Which process describes the lifecycle of a Mapper?
A . The JobTracker calls the TaskTracker’s configure () method, then its map () method and finally its close () method.
B . The TaskTracker spawns a new Mapper to process all records in a single input split.
C . The TaskTracker spawns a new Mapper to process each key-value pair.
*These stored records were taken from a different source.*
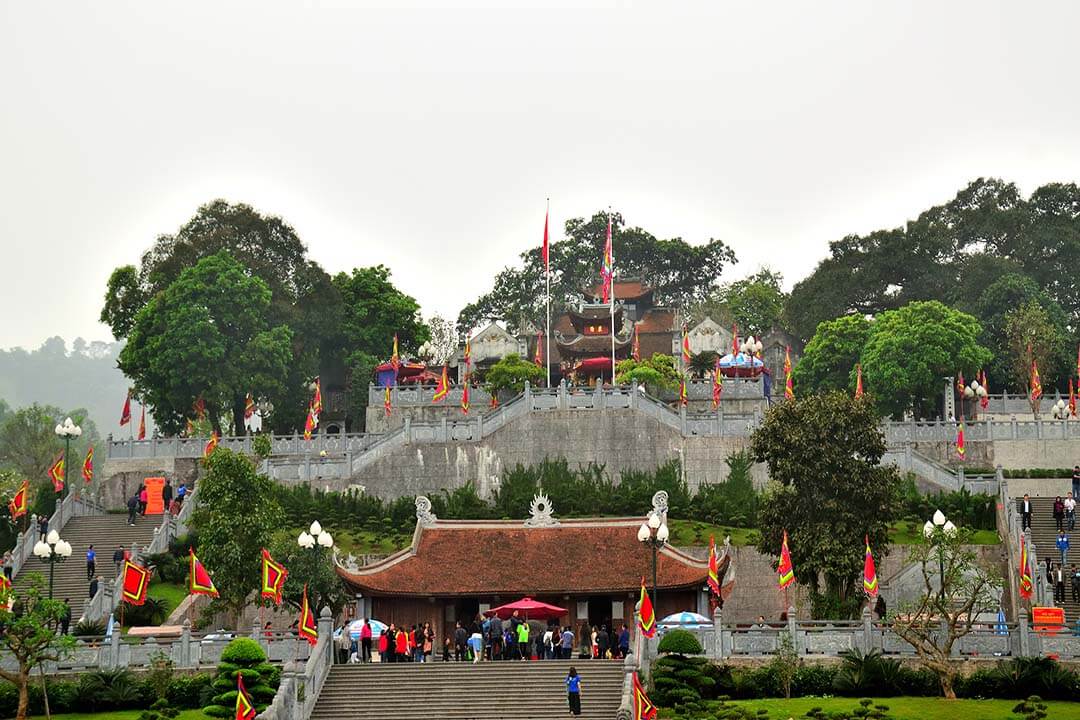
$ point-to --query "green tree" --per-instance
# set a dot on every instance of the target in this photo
(912, 349)
(511, 374)
(827, 489)
(207, 335)
(941, 615)
(655, 374)
(237, 514)
(679, 273)
(29, 637)
(301, 296)
(828, 361)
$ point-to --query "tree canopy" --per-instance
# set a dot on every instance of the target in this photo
(827, 491)
(679, 273)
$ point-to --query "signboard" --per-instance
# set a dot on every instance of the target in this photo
(1048, 621)
(153, 503)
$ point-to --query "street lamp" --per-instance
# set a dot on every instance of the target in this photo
(936, 530)
(52, 549)
(653, 533)
(66, 431)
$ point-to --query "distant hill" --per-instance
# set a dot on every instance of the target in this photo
(83, 376)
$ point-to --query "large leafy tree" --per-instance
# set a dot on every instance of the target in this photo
(828, 491)
(828, 361)
(301, 295)
(207, 335)
(235, 516)
(680, 273)
(912, 350)
(29, 637)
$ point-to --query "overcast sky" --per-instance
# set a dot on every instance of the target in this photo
(426, 136)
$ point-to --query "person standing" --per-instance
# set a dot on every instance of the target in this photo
(365, 641)
(574, 691)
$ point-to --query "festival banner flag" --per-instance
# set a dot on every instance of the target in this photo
(788, 388)
(1026, 586)
(19, 503)
(88, 465)
(308, 628)
(199, 580)
(211, 445)
(56, 473)
(785, 572)
(647, 617)
(125, 411)
(717, 383)
(869, 572)
(136, 580)
(245, 710)
(442, 388)
(273, 578)
(714, 568)
(644, 709)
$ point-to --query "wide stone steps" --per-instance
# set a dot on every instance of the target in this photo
(105, 532)
(1044, 533)
(509, 690)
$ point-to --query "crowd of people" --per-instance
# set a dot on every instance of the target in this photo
(483, 639)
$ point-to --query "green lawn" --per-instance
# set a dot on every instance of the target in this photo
(907, 708)
(117, 715)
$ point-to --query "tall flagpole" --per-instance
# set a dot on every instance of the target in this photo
(547, 262)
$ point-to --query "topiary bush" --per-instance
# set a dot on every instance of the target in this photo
(679, 642)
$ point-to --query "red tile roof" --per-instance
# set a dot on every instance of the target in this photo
(481, 557)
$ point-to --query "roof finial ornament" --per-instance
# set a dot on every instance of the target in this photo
(540, 513)
(423, 514)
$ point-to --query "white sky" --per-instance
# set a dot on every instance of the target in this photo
(426, 136)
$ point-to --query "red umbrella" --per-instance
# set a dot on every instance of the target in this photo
(528, 607)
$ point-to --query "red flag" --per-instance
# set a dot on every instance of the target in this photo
(1026, 586)
(647, 620)
(869, 572)
(547, 258)
(714, 568)
(308, 628)
(644, 709)
(125, 412)
(56, 473)
(245, 710)
(785, 572)
(442, 388)
(273, 578)
(136, 579)
(88, 465)
(199, 580)
(19, 503)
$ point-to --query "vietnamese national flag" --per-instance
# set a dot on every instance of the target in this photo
(647, 617)
(869, 572)
(125, 412)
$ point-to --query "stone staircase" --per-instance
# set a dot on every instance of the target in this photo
(463, 691)
(1043, 534)
(105, 532)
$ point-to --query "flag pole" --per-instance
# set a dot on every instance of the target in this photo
(547, 348)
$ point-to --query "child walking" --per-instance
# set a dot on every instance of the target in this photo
(574, 691)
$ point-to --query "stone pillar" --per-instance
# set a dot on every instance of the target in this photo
(1023, 630)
D . The JobTracker spawns a new Mapper to process all records in a single file.
Answer: B
Explanation:
For each map instance that runs, the TaskTracker creates a new instance of your mapper.
Note:
* The Mapper is responsible for processing Key/Value pairs obtained from the InputFormat. The mapper may perform a number of Extraction and Transformation functions on the
Key/Value pair before ultimately outputting none, one or many Key/Value pairs of the same, or different Key/Value type.
* With the new Hadoop API, mappers extend the org.apache.hadoop.mapreduce.Mapper class. This class defines an ‘Identity’ map function by default – every input Key/Value pair obtained from the InputFormat is written out.
Examining the run() method, we can see the lifecycle of the mapper: /**
* Expert users can override this method for more complete control over the
* execution of the Mapper.
* @param context
* @throws IOException
*/
public void run(Context context) throws IOException, InterruptedException { setup(context);
while (context.nextKeyValue()) {
map(context.getCurrentKey(), context.getCurrentValue(), context);
}
cleanup(context);
}
setup(Context) – Perform any setup for the mapper. The default implementation is a no-op method.
map(Key, Value, Context) – Perform a map operation in the given Key / Value pair. The default implementation calls Context.write(Key, Value)
cleanup(Context) – Perform any cleanup for the mapper. The default implementation is a no-op method.
Reference: Hadoop/MapReduce/Mapper